2. Somut olayda, davacı işçinin dava ve ıslah dilekçeleriyle talep ettiği dava konusu işçilik alacaklarının kısmen kabulü ile davalı lehine vekâlet ücretine karar verilmiştir. Mahkemece reddedilen alacaklar yönünden davalı lehine vekâlet ücretine karar verilmesinde isabetsizlik yok ise de davacının uygun indirim dışında toplam 4.935,19 USD alacağının reddedildiği, zira davacının 15.12.2017 tarihli ıslah dilekçesinde geçen yıllık izin alacağına ilişkin talebini 6.613,33 USD’ye artırdığına dair ifadenin maddi hatalı olduğu, söz konusu ıslah dilekçesinde bilirkişi raporuna yapılan atıflar ve toplam ıslah miktarına dair açıklamalar birlikte değerlendirildiğinde; davacının yıllık izin alacağını 2.603,33 USD olarak artırdığı anlaşılmış olup bu husus gözetilerek yapılan değerlendirme sonucunda; karar tarihine göre Merkez Bankası tarafından ilan edilen gösterge niteliğindeki döviz kuru (13,6482 TL) uyarınca reddedilen alacağın 67.356,46 TL’ye (4.935,19 USDx13,6482 TL) karşılık geldiği gözetilerek söz konusu tutar ve karar tarihinde yürürlükte bulunan Avukatlık Asgari Ücret Tarifesine göre davalı lehine 9.556,34 TL vekâlet ücreti takdir edilmesi gerekirken yazılı şekilde karar verilmiş olması bozmayı gerektirir.
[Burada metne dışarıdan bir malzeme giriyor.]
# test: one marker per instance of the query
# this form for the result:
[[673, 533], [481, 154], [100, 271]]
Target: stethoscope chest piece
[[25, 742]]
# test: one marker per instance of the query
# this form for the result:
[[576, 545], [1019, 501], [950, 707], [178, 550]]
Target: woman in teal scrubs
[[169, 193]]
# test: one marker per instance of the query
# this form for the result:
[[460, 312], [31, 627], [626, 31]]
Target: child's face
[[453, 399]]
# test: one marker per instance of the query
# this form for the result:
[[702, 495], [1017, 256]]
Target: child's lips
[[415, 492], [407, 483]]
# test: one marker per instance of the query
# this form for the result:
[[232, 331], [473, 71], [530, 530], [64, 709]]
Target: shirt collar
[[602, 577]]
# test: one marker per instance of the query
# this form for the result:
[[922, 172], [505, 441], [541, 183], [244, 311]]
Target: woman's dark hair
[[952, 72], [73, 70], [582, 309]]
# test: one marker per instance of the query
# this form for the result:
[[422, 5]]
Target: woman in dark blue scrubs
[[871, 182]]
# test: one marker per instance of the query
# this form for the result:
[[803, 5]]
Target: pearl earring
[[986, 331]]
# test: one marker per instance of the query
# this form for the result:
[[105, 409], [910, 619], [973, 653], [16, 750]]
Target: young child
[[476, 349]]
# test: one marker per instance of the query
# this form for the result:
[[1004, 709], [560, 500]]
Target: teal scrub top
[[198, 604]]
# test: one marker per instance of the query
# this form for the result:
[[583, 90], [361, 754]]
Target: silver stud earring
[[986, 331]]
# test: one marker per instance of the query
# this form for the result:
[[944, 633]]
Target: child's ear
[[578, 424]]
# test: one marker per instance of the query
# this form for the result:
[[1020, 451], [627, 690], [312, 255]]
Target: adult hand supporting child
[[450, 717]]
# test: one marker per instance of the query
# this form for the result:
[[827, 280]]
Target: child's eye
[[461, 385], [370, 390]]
Ne var ki bu yanlışlığın giderilmesi yeniden yargılama yapılmasını gerektirmediğinden 6100 sayılı Hukuk Muhakemeleri Kanunu’nun 370 inci maddesinin ikinci fıkrası hükmü uyarınca İlk Derece Mahkemesi kararının düzeltilerek onanması gerekir.

VI. KARAR
Açıklanan sebeple;
1.Davalı tarafın İlk Derece Mahkemesi kararına yönelik temyiz itirazının kabulü ile İlk Derece Mahkemesi kararının hüküm fıkrasının sekizinci bendinde yer alan “Davalı kendisini vekille temsil ettirdiğinden, hüküm tarihinde yürürlükte bulunan Avukatlık Asgari Ücret Tarifesi uyarınca hesap ve takdir edilen 8.194,00 TL vekalet ücretinin davacıdan alınarak davalıya verilmesine,” ibaresinin çıkartılarak yerine “Davalı kendisini vekille temsil ettirdiğinden, hüküm tarihinde yürürlükte bulunan Avukatlık Asgari Ücret Tarifesi uyarınca hesap ve takdir edilen 9.556,34 TL vekâlet ücretinin davacıdan alınarak davalıya verilmesine,” ibaresinin yazılması suretiyle hükmün bu şekilde DÜZELTİLEREK ONANMASINA,

Davalı yararına takdir edilen 3.815,00 TL duruşma vekâlet ücretinin karşı tarafa yükletilmesine,

Peşin alınan temyiz harcının istek halinde ilgiliye iadesine,

Dosyanın İlk Derece Mahkemesine, kararın bir örneğinin Bölge Adliye Mahkemesine gönderilmesine,

31.05.2022 tarihinde oy birliğiyle karar verildi.